Makes 2 servings. Difficulty
8 oz. gf spaghetti 1/2 cup walnuts 2 Tablespoons parsley 2 Tablespoons fresh basil 1 Tablespoon sage 1 garlic clove, coarsely chopped 1/2 teaspoon salt 1/4 cup extra virgin olive oil 1/4 cup Parmigiano Reggiano cheese, grated (plus additional for serving) 1/4 teaspoon freshly ground black pepper Dash of cayenne pepper
Place the walnuts in a dry skillet over medium-high heat. Cook, shaking the pan occasionally, until the nuts are fragrant and lightly browned. Remove from the heat and let cool.

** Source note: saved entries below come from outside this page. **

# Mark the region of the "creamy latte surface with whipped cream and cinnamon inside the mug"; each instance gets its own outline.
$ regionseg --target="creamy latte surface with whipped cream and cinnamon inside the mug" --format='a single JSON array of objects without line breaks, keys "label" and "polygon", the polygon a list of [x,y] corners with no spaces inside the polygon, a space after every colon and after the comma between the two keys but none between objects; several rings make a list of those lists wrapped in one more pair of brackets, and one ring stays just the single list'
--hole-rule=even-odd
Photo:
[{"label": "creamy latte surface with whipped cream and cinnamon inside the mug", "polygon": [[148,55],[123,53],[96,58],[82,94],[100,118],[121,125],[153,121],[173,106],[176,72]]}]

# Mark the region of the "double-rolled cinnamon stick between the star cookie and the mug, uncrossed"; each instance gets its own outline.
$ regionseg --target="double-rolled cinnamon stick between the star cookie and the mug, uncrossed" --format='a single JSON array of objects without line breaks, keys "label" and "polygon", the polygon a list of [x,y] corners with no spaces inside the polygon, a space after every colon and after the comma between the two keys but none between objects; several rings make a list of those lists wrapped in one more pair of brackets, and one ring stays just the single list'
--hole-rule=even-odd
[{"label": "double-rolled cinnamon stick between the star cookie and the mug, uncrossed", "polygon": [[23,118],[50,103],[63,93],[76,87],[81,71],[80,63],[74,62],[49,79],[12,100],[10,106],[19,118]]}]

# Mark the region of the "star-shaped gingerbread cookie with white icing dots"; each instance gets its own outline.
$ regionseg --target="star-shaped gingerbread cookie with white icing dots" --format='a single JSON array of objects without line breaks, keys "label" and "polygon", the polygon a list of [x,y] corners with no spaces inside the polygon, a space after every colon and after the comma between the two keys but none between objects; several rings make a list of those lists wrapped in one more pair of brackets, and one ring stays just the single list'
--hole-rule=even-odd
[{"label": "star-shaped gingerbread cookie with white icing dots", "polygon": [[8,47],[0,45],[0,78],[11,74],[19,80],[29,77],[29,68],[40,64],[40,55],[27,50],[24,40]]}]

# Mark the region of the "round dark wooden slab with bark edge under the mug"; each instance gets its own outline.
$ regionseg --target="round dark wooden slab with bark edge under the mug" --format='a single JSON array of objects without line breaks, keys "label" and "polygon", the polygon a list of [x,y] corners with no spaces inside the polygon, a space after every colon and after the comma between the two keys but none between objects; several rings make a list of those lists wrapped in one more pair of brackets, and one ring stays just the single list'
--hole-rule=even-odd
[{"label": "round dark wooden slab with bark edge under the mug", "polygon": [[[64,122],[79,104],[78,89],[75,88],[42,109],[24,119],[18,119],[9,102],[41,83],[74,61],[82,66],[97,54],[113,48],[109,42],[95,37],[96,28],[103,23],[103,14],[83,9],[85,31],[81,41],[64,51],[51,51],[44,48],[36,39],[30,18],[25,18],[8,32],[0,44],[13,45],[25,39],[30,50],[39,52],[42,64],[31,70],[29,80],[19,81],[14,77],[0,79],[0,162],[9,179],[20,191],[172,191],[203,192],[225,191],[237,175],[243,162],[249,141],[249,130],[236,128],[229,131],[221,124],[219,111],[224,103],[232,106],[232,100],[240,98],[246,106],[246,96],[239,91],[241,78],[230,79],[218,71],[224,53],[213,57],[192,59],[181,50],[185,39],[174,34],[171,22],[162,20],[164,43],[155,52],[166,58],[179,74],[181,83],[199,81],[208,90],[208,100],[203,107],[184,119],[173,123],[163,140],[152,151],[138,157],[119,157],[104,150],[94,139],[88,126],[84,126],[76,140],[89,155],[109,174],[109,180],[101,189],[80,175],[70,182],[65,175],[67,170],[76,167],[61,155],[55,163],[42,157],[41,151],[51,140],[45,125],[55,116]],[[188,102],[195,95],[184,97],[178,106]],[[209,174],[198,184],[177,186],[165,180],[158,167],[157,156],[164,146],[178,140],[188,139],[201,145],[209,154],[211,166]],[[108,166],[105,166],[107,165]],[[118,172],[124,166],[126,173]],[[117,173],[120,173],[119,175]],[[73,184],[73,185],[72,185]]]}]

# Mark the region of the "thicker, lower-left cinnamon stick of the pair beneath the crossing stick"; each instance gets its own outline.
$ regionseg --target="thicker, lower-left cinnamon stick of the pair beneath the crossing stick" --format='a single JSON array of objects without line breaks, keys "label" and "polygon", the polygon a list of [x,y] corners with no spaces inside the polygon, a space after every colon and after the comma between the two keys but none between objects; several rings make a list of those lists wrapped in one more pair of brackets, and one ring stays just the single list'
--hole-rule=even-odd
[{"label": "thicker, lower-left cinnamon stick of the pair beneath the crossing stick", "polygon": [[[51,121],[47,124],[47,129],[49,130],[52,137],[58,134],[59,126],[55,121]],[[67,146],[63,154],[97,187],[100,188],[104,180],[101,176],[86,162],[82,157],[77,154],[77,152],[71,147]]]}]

In a large pot of boiling salted water, cook the spaghetti until al dente. Drain (reserve 1/2 cup of cooking water).
Meanwhile, place the parsley, basil, sage, garlic, salt, and pepper in a food processor. Process until finely chopped. Add the walnuts and pulse until finely chopped. With the motor running, add oil in a steady stream. Add the parmesan cheese; pulse to blend.
Thin the pesto in a large bowl with the reserved cooking liquid (from the pasta). Add the pasta and toss to combine. Adjust seasonings to taste with salt, freshly ground black pepper and cayenne. Sprinkle with parmesan and serve.